OK, lousy joke, but the weeds in the garden are still a problem until we can scrape the ground, apply copious amount of selective weedkiller, lay a plastic membrane, cover that with top soil or gravel and hope we can contain the next invasive growth of unwanted vegetation. Two years ago we arrived, again to massive weed growth. A machete would have been the only tool to have made an impact, even along the path leading to the front door of the house. I began the following morning with a totally inadequate old bread knife and an ancient, rusty pair of secateurs, to hack my way from the road to the house, to clear as much as I could. An hour later I hadn’t covered more than twenty feet and sagged, sweating and ‘knackered’, to the ground. This was going to take a long, long time.

Rescue, however, was at hand. Unknown to me a squad of workers from Lapta Belediye, the local authority for the village, were working their way down the road, clearing weeds! With strimmers, shovels, brushes and bags they were all hard at work clearing away the roadsides.

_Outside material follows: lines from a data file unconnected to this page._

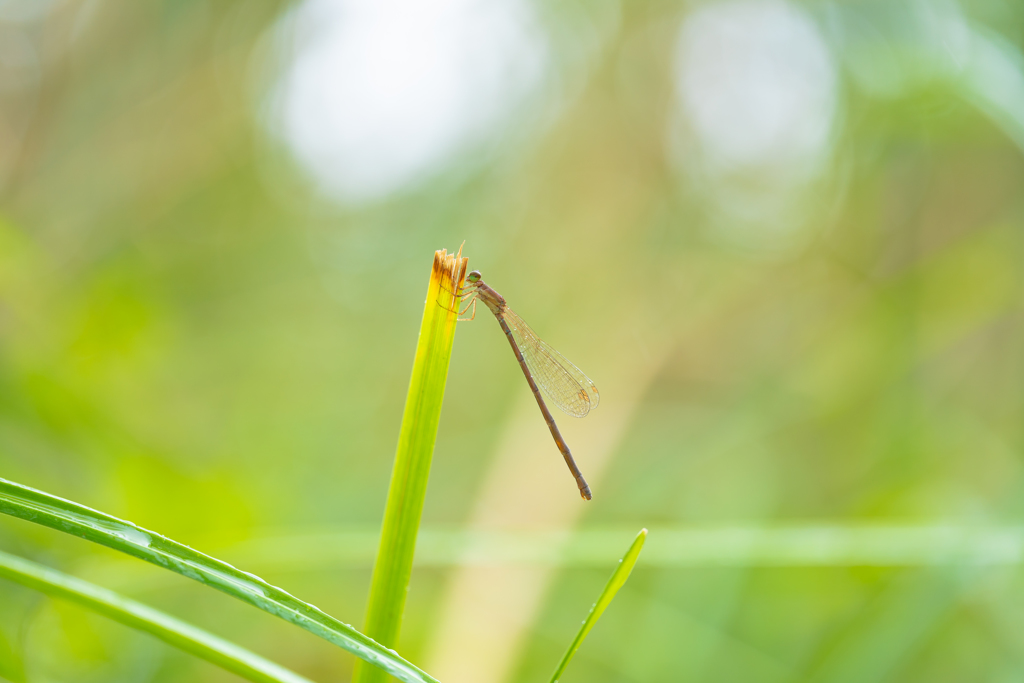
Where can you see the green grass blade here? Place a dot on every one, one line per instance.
(79, 520)
(412, 461)
(179, 634)
(616, 581)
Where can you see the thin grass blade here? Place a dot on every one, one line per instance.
(616, 581)
(42, 508)
(412, 460)
(172, 631)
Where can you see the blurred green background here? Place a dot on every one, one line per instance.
(785, 240)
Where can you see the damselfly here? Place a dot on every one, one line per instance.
(546, 369)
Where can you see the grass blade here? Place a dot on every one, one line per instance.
(174, 632)
(616, 581)
(42, 508)
(412, 461)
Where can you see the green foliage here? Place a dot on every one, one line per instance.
(412, 461)
(615, 582)
(172, 631)
(79, 520)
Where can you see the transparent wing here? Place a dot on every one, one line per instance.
(561, 382)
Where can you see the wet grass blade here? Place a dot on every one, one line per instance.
(616, 581)
(174, 632)
(42, 508)
(412, 461)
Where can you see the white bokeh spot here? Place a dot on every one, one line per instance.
(378, 95)
(756, 92)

As they came to the point on the road which led to our place they saw me hacking away, stopped and looked on. One of them walked down and simply said, ‘You stop, we come.’ And they did. The chap operating the strimmer took fifteen minutes to clear everything down to the front door. Others scooped the stuff up, grinning at me as I sat to one side in amazement, and carted it away to the truck they were using to take all the roadside growth. Then they were off, cheerily waving goodbye!

Now that’s what I call service! Spontaneously given, without a thought of payment, just part of the job, for a local, an obvious Brit or anyone else. That’s why I love the TRNC! Where else could that happen?